The long-awaited College Green Plaza project will receive €1.7 million. More than 90 per cent of respondents to a recent public consultation process were in favour of plans to double the size of the proposed plaza, extending the traffic-free zone to South Great George’s Street. The city council intends to submit a fresh application to An Bord Pleanála for the extended plaza by the summer.

Significant funding will also be allocated to complete the Dublin Bay cycle route. This route, originally known as the S2S or Sandycove to Sutton route, currently runs along the seafront from just south of Sutton Cross to Clontarf/Fairview. It is has been rebranded the East Coast Trail. Funding of €1.8 million has been allocated to the city council to advance plans to extend the route from East Wall Road to the Liffey and from the Liffey to the city’s boundary with Dún Laoghaire Rathdown County Council.

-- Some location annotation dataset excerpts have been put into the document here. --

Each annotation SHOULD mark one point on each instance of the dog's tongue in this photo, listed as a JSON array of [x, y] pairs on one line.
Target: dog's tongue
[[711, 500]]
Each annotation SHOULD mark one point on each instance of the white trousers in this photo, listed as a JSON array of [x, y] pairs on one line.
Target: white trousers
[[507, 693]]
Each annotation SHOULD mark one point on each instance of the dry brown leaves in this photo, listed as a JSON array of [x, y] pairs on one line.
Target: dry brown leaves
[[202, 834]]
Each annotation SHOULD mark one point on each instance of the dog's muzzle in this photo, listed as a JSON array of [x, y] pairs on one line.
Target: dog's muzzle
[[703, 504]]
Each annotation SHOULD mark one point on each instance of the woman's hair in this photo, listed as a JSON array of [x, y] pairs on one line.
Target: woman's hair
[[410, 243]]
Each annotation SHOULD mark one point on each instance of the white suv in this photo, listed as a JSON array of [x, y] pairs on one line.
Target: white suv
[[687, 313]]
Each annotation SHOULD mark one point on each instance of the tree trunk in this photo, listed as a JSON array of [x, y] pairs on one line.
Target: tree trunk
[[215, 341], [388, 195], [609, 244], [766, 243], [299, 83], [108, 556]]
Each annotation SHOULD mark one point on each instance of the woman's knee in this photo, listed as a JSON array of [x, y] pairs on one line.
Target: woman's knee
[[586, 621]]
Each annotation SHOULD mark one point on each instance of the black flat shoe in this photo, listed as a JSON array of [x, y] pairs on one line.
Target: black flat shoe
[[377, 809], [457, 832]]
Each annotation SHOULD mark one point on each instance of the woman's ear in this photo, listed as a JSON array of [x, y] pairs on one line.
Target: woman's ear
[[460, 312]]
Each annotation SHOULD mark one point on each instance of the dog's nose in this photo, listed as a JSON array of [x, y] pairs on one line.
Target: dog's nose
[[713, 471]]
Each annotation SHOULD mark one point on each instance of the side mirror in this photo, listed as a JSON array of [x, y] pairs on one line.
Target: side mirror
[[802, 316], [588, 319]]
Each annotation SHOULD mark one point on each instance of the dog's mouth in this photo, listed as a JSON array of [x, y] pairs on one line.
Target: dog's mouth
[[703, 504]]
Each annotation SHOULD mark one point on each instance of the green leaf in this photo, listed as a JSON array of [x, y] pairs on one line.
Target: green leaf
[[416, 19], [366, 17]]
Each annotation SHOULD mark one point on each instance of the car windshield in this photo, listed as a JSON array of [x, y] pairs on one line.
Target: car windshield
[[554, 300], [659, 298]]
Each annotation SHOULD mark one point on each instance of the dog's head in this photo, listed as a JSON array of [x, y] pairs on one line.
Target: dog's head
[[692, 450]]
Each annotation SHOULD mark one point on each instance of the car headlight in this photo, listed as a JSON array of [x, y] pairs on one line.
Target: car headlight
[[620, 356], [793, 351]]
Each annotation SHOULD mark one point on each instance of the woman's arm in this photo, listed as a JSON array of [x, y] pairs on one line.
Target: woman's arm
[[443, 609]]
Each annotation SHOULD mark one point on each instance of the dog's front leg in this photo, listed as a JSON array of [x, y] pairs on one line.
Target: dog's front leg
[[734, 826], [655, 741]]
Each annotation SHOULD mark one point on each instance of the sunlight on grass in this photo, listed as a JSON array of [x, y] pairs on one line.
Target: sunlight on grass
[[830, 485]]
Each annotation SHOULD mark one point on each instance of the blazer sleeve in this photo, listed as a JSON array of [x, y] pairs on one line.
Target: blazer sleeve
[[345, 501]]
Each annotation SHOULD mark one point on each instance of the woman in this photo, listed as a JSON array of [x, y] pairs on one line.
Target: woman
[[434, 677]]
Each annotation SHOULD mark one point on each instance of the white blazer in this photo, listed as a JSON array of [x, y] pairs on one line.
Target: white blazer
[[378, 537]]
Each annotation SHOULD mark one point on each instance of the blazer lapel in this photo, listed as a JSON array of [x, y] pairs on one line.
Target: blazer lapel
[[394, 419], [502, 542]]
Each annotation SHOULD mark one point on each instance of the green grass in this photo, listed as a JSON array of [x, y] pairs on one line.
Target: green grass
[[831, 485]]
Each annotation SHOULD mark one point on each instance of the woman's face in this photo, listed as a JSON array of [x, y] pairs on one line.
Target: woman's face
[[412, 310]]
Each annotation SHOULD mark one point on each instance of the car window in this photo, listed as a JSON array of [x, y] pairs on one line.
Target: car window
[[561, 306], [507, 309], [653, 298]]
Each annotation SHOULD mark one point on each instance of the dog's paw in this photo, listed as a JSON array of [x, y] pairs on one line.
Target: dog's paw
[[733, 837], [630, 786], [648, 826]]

A six-month trial of a two-way coastal route on Strand Road in Sandymount will begin next month, with the road to be reduced to one way from March 1st. However, it has not yet been determined if the permanent East Coast Trail scheme will adopt this approach.

Funding has also been allocated to Fingal to extend the trail from Sutton to Malahide, and to Dún Laoghaire to bring it from the Merrion Gates to Seapoint, to join with the coastal cycling route established last year as a Covid -19 mobility project.

Dún Laoghaire has secured more than €34 million in total, while Fingal will receive just under €15 million and South Dublin more than €20 million, more than €7 million of which will be spent on the Dodder River Greenway.

Outside Dublin significant projects include an allocation of more than €5 million to Kildare County Council for the Royal Canal Greenway; just over €3 million to Cork County Council for the route from Dunkettle to Carrigtohill; €2.2 million to Waterford City and County Council for the Dock Road and Abbey Road infrastructure works; and €1.2 million to Wicklow County Council the Strand Road cycle route.